Most of you will be familar with Performance Rallies - cars barely squeek around turns on hazardous gravel or dirt roads, while hordes of spectators look on in the seemingly most dangerous possible positions. Every driver has a co-driver (navigator), and the racing sections (special stages) are connected by quick trips (transit sections) on open public highways where the participants must obey all traffic laws. Performance Rally is further divided into Club Rally and Pro Rally.
SCCA Pro Racing
The SCCA also organizes and officiates many professional racing series including the Trans-Am series, SPEED World Challange, and Spec Racer. They aren't covered here, but more infomation can be found on the SCCA Pro Racing website.
The third step is to become a member of the SCCA. The cost will be between 70 and 100 USD, depending upon the speed demands of your SO and/or children. (This includes both national and regional dues.)
You'll also need to order rulebooks. You'll certainly need the General Competition Rules (CGR), which will cost you 25 USD (30, for non-members), and maybe a rulebook specific to the events you participate in (15 USD for members, 20 for non-members).
When you look over the rules, you'll probably notice a few modifications you'll need to make on your car, and a few items you'll need to purchase. Most events require at least a helmet ($150-$250) (though some, like Road Rallies and Solo I Trials (except when driving a convertible) don't.) You may also need a fire and abraision resistant suit ($100-$250), a rollbar ($150-$400), compeition seats and harnesses ($200-$400), or other safety gear.
In general, racing in the SCCA starts cheap and gets more expensive as you get more experience. That's good.

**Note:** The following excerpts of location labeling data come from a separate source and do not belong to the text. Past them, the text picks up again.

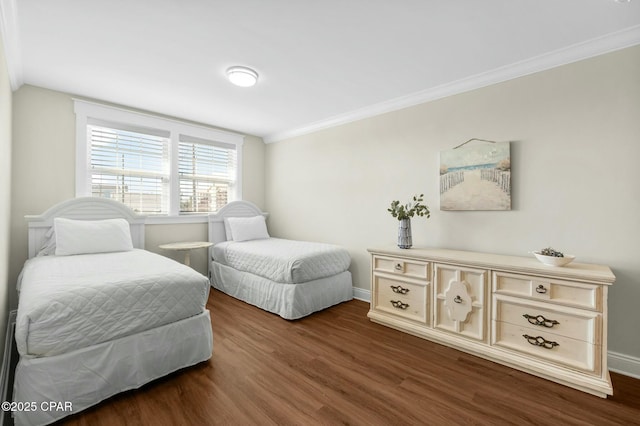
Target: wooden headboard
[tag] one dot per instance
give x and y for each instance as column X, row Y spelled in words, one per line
column 83, row 208
column 217, row 233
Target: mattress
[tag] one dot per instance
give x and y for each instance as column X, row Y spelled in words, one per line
column 290, row 301
column 283, row 261
column 71, row 302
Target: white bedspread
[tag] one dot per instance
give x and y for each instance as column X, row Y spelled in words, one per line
column 71, row 302
column 283, row 261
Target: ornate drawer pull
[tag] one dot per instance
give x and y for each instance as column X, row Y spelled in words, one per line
column 540, row 341
column 399, row 289
column 541, row 289
column 398, row 304
column 540, row 320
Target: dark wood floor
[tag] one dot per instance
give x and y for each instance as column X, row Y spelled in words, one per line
column 337, row 367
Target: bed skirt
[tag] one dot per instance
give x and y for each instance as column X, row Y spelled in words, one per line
column 87, row 376
column 290, row 301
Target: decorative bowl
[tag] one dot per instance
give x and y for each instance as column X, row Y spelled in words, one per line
column 553, row 260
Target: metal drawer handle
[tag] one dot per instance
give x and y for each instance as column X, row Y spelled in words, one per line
column 398, row 304
column 540, row 341
column 540, row 320
column 541, row 289
column 399, row 289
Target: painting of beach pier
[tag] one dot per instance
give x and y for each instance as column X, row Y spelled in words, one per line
column 476, row 177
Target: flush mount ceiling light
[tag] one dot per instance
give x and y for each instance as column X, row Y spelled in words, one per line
column 242, row 76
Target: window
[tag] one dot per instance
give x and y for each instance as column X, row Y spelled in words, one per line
column 131, row 167
column 156, row 166
column 207, row 173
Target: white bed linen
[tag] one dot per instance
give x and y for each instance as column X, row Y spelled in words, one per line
column 90, row 375
column 63, row 307
column 283, row 261
column 290, row 301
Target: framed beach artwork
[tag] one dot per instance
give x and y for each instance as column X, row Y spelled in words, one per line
column 476, row 177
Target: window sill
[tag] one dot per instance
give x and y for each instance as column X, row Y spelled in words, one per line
column 170, row 220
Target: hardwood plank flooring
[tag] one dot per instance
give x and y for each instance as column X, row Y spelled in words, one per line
column 337, row 367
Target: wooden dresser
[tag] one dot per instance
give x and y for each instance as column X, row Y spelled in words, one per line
column 544, row 320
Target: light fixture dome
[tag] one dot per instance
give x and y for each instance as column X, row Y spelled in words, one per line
column 242, row 76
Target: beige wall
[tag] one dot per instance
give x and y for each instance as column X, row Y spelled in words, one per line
column 43, row 161
column 5, row 191
column 576, row 187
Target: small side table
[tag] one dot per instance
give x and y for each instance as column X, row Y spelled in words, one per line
column 186, row 247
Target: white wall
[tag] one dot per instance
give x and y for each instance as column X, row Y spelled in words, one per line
column 43, row 161
column 5, row 190
column 576, row 182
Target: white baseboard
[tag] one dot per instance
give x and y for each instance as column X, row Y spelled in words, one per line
column 624, row 364
column 362, row 294
column 618, row 363
column 6, row 361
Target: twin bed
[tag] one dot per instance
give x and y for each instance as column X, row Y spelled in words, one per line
column 98, row 315
column 286, row 277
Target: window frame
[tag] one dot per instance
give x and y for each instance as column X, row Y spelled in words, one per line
column 90, row 112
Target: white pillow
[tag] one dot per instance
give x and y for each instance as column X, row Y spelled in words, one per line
column 49, row 244
column 91, row 236
column 227, row 229
column 248, row 228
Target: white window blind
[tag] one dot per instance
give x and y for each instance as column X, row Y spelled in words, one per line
column 166, row 169
column 207, row 172
column 130, row 166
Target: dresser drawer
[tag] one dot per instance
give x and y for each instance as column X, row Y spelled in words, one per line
column 549, row 319
column 557, row 291
column 401, row 298
column 404, row 267
column 577, row 354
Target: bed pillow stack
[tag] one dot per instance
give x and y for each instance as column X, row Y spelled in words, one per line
column 91, row 236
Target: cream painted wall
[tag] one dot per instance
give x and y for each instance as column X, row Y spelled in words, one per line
column 576, row 182
column 5, row 190
column 43, row 174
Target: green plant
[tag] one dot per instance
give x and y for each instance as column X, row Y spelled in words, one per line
column 412, row 208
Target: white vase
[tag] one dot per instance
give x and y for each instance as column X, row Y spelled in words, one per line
column 404, row 233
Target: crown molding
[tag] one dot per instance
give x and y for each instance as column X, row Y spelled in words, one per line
column 590, row 48
column 10, row 37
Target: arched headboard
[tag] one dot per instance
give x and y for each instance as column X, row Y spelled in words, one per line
column 83, row 208
column 217, row 233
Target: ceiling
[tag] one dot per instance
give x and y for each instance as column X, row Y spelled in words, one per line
column 321, row 62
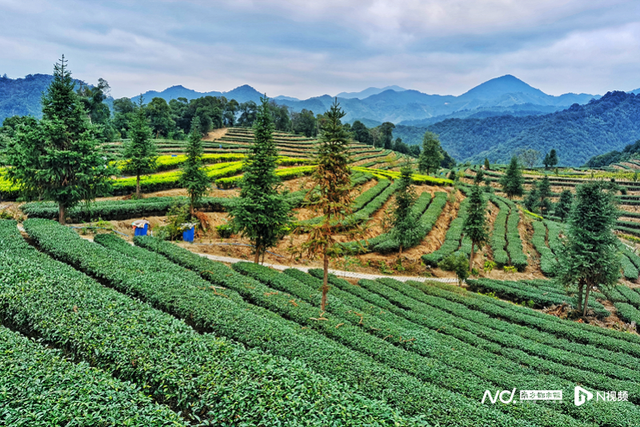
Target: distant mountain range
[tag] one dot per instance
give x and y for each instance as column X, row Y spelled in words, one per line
column 577, row 133
column 491, row 120
column 499, row 96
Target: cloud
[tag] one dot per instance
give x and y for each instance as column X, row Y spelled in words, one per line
column 301, row 48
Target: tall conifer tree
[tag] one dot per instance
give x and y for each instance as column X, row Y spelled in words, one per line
column 431, row 155
column 59, row 158
column 194, row 178
column 405, row 227
column 261, row 213
column 590, row 257
column 333, row 178
column 475, row 224
column 512, row 181
column 140, row 153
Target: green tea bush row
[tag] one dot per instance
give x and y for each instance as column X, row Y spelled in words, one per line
column 353, row 327
column 284, row 174
column 498, row 238
column 40, row 387
column 548, row 262
column 451, row 239
column 511, row 348
column 629, row 295
column 208, row 377
column 523, row 293
column 628, row 313
column 514, row 243
column 425, row 224
column 629, row 271
column 356, row 368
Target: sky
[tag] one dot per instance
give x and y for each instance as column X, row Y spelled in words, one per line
column 305, row 48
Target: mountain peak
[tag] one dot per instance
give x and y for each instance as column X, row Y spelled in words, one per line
column 500, row 86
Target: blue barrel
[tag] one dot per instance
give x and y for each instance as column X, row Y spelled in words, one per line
column 139, row 231
column 188, row 235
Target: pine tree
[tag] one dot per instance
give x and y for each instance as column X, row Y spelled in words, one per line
column 475, row 225
column 532, row 201
column 333, row 179
column 59, row 158
column 590, row 257
column 563, row 207
column 405, row 227
column 512, row 181
column 553, row 157
column 431, row 155
column 261, row 213
column 479, row 178
column 544, row 193
column 193, row 177
column 140, row 153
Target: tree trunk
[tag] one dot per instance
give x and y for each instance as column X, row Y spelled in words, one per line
column 471, row 259
column 62, row 213
column 586, row 301
column 257, row 258
column 325, row 283
column 580, row 286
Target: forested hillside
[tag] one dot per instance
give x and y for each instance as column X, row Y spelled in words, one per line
column 577, row 133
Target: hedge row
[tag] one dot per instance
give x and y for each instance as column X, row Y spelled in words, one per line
column 122, row 209
column 220, row 382
column 548, row 262
column 498, row 239
column 284, row 174
column 417, row 178
column 629, row 270
column 510, row 349
column 41, row 387
column 451, row 239
column 514, row 243
column 459, row 373
column 425, row 223
column 628, row 313
column 169, row 180
column 524, row 293
column 358, row 367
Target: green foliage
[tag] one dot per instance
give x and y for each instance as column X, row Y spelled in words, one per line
column 512, row 180
column 405, row 225
column 532, row 200
column 431, row 155
column 140, row 153
column 39, row 383
column 523, row 292
column 261, row 213
column 457, row 262
column 59, row 157
column 563, row 206
column 475, row 226
column 111, row 210
column 196, row 373
column 488, row 266
column 590, row 258
column 452, row 238
column 194, row 178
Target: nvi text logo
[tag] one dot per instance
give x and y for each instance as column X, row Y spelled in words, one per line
column 581, row 396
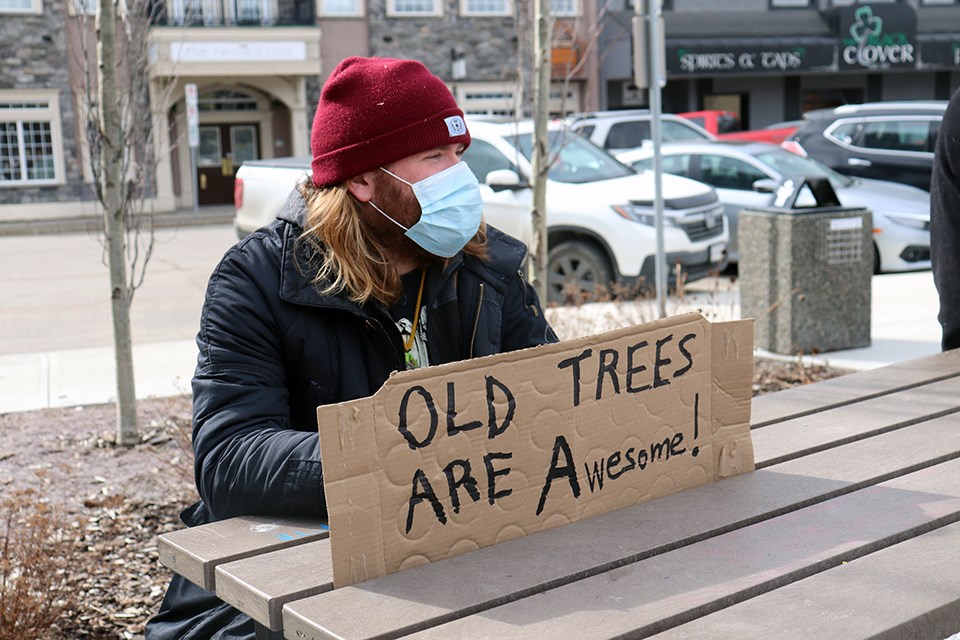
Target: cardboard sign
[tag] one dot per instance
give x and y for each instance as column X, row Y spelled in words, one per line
column 456, row 457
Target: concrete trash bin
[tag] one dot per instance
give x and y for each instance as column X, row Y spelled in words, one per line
column 805, row 269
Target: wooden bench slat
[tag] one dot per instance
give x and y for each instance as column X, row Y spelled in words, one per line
column 194, row 553
column 506, row 571
column 661, row 592
column 828, row 394
column 909, row 590
column 802, row 436
column 261, row 585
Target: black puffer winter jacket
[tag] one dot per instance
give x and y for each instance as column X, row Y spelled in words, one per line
column 272, row 349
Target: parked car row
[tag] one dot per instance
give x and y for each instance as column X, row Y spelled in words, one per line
column 600, row 214
column 881, row 140
column 745, row 174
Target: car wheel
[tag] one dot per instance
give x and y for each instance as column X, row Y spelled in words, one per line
column 574, row 270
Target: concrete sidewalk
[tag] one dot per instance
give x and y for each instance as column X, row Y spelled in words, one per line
column 904, row 326
column 207, row 214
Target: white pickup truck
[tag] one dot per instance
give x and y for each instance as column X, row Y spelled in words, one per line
column 600, row 216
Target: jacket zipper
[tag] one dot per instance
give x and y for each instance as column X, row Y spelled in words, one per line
column 476, row 320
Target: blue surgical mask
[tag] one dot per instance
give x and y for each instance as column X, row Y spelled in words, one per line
column 450, row 206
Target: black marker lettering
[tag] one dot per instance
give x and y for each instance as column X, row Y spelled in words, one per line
column 682, row 346
column 608, row 368
column 567, row 470
column 633, row 370
column 494, row 428
column 574, row 363
column 595, row 477
column 402, row 424
column 493, row 472
column 416, row 497
column 661, row 361
column 466, row 480
column 612, row 462
column 453, row 428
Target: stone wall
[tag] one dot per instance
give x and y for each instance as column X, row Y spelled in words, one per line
column 489, row 45
column 33, row 55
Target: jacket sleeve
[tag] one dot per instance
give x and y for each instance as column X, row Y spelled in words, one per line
column 945, row 223
column 524, row 324
column 249, row 459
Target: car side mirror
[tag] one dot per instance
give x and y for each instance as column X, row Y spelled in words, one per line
column 765, row 185
column 505, row 179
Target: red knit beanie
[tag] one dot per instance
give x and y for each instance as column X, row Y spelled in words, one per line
column 374, row 111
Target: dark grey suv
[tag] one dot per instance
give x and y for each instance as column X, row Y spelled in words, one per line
column 880, row 140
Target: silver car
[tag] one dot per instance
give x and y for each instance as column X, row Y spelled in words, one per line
column 745, row 175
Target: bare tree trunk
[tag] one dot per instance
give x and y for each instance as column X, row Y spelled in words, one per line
column 112, row 198
column 541, row 147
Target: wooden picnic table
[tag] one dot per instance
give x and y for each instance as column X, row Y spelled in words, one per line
column 847, row 529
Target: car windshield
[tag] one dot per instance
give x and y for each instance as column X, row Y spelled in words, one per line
column 790, row 164
column 573, row 159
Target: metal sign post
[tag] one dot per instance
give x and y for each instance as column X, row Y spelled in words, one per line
column 193, row 138
column 650, row 73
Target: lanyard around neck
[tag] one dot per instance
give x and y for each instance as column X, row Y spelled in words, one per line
column 408, row 344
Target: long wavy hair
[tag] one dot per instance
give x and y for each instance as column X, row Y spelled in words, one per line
column 345, row 255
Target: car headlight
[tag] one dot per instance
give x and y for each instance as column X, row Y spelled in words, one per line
column 912, row 220
column 643, row 215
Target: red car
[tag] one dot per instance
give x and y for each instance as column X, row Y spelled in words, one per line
column 726, row 126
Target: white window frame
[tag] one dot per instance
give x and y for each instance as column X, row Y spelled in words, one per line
column 487, row 98
column 556, row 12
column 465, row 10
column 49, row 114
column 35, row 8
column 359, row 10
column 393, row 13
column 82, row 7
column 500, row 99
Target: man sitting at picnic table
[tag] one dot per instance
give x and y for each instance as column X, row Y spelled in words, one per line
column 380, row 263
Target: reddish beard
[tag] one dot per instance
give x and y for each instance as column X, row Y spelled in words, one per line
column 397, row 201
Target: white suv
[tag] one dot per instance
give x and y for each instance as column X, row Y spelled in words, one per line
column 600, row 216
column 618, row 131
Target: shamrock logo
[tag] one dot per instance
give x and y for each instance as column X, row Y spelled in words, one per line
column 866, row 24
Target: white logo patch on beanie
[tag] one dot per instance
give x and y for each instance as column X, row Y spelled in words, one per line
column 455, row 126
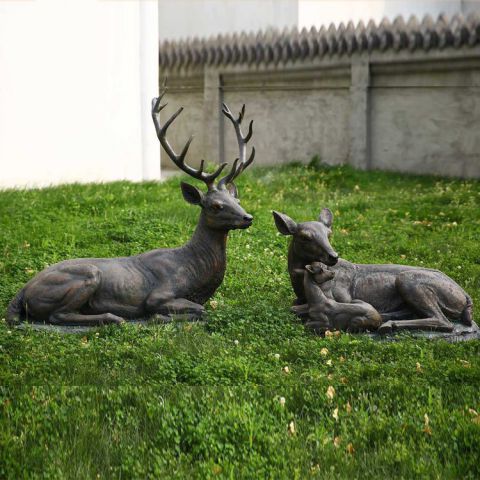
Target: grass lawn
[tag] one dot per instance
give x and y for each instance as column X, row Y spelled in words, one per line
column 204, row 401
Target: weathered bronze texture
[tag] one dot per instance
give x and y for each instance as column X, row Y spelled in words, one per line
column 97, row 291
column 407, row 297
column 325, row 313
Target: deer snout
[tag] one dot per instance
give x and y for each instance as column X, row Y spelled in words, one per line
column 332, row 258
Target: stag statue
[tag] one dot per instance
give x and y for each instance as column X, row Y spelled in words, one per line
column 97, row 291
column 406, row 297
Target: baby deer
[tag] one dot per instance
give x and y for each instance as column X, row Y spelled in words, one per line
column 326, row 314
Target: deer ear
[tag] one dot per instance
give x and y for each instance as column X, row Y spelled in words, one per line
column 232, row 189
column 285, row 225
column 191, row 194
column 326, row 217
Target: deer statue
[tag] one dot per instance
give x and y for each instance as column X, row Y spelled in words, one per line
column 325, row 313
column 97, row 291
column 407, row 297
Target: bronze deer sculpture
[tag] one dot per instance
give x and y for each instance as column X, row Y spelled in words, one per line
column 324, row 313
column 407, row 297
column 97, row 291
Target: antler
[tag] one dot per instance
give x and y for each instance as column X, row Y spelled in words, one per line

The fourth step is to get licensed. For Club Racing, you'll need to first get a novice permit ($55). Almost everyone 16 years of age or older with a valid driver's license is eligible for a novice permit. With such a permit, you can attend SCCA competition driving schools.
After you've attended and completed two schools ($100-$200 each, and worth every penny) you are eligible to enter two regional races. Once you've done that, you're eligible for your regional competition license. For more information on Club Racing licensing, check out the SCCA's Club Racing licensing guide.
For information on getting a different competition license, check out the SCCA's site.
Sports car racing is indeed alive and well, and what's more, it's easy to participate in. I hope that you've found this article informative, and if you enjoy going fast and the thrill of competition, I hope you persue them in the form of racing in the SCCA.
The SCCA is not the only motor sports organization in the US, though. Others include:
Organizations similar in purpose to the SCCA exist in many countries, and a few are listed here:
MCSCC, or the Midwestern Council of Sports Car Clubs, is similar in structure and events to the SCCA.
The Grand American Road Racing Association is similar to the SCCA in many respects, but is only in its third season. If nothing else, they have already brought about changes in the way road races are conducted, and more organizations (and competition between them)
is usually a Good Thing.
SVRA, or the Sportscar Vintage Racing Association - "Some people collect art - we race it."
CART, which stands for Championship Auto Racing Teams, is active in the US. They sponsor the FedEx Championship Series, the Toyota Atlantic Championship, and the Barber Dodge Pro Series.
IMSA, or the International MotorSports Association, is active in the US. They sponsor the American LeMans series, as well as the Grand Prix American. As far as I am aware, this is a purely professional league.
In other countries, look at the FIA's list of affiliated member organizations, in 118 different countries.
There are more sports car racing clubs and organiztions in America and in the world than I could hope to list and describe, but a Google search on sports car racing can be fruitful.